Source: (nz)dave @ Flickr
It will take a long time before we really can take stock of the respective successes of this week’s two huge events — VMware releasing its vSphere cloud operating system, and Oracle buying Sun Microsystems — but that didn’t stop copious amounts of speculation. And why should it have? While both announcements promise to have profound effects, they also leave plenty of unanswered questions.
For VMware, the release of vSphere 4 marks the realization of Step 1 of the cloud vision it began touting in September at VMworld. The idea of turning a data center into a cloud is nothing new, but VMware does add some new wrinkles (not to mention an existing customer base of more than 130,000). Among the most interesting features of vSphere 4 is that is serves as a “bridge builder” between VMware data centers and VMware-based public clouds. However, this VM-centric approach seems to go against notions of cloud openness and interoperability, as well as the increasing trend toward running multi-hypervisor data centers. In an ever-advancing virtualization market, $3,500 per processor is a lot to pay to lock yourself into VMware.
Issues of vendor lock-in aren’t the only concerns about vSphere, though. One big question is whether VMware will be able to break down enterprises’ traditional siloed purchasing practices, a necessary end if VMware hopes to sell its interconnected cloud vision. And despite the clamor over vSphere, financial analysts are skeptical about VMware stock. I won’t pretend to know the first thing about investing, but VMware’s undisputed lead in the growing virtualization market, as well as its immense ecosystem of VAR, OEM and ISV partners, have to bode well for the future (once companies get their budgets back under control).

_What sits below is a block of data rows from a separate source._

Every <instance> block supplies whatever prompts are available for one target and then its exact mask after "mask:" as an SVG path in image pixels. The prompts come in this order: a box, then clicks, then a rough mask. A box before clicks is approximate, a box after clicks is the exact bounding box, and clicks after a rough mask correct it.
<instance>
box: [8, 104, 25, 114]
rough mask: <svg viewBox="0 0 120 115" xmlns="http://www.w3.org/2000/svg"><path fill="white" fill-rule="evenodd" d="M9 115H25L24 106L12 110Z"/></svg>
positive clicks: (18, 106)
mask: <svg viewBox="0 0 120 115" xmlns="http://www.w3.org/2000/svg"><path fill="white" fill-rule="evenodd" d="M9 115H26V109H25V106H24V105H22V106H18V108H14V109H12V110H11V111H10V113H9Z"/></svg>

Oracle’s acquisition of Sun raises so many questions it’s difficult to know where to begin, although the database might be a fine jumping-off point. Over at GigaOM, Om Malik makes a compelling argument that this move might be as much about eliminating competition from MySQL as it is about gaining new technologies. It’s a fair point, and one that has some precedence: two years ago around this time, Oracle bought in-memory data grid leader Tangosol, ensuring Oracle revenue grew right along with adoption of this anti-relational-database technology.
Sun’s hardware business is a trickier situation, as Oracle certainly doesn’t have expertise (or experience, at least) selling and designing servers. There has been speculation that Oracle will shop for a buyer, with one particularly intriguing prediction being that new Oracle partner HP will purchase Sun’s hardware IP. The Oracle-Sun news even sparked some fantasy acquisition talk, like InformationWeek’s Mike Fratto suggesting Cisco should buy EMC to bring an in-house storage presence to its Unified Computing strategy. (That would make Cisco the majority shareholder in VMware, too, with which it already has an airtight relationship.)
Addressing cloud computing specifically, Sun Cloud CTO Lew Tucker said the company is moving ahead with its planned rollout of the Sun Cloud this summer, pending word to the contrary from Oracle. It’s tough to disagree with that stance. After putting so much time and effort into building its cloud effort, there is no use stopping now — and a more mature offering leaves less room for Oracle to impose its will or drastically alter what could be a very competitive suite of cloud offerings. (Would you want this man shaping your nascent cloud offering?)
Amid the ocean of predictions, the only real consensus — unfortunately — seems to be that Oracle will have to axe thousands of jobs in order to ensure profitability. This is terrible news for workers, but potentially great news for tech companies in need of talent.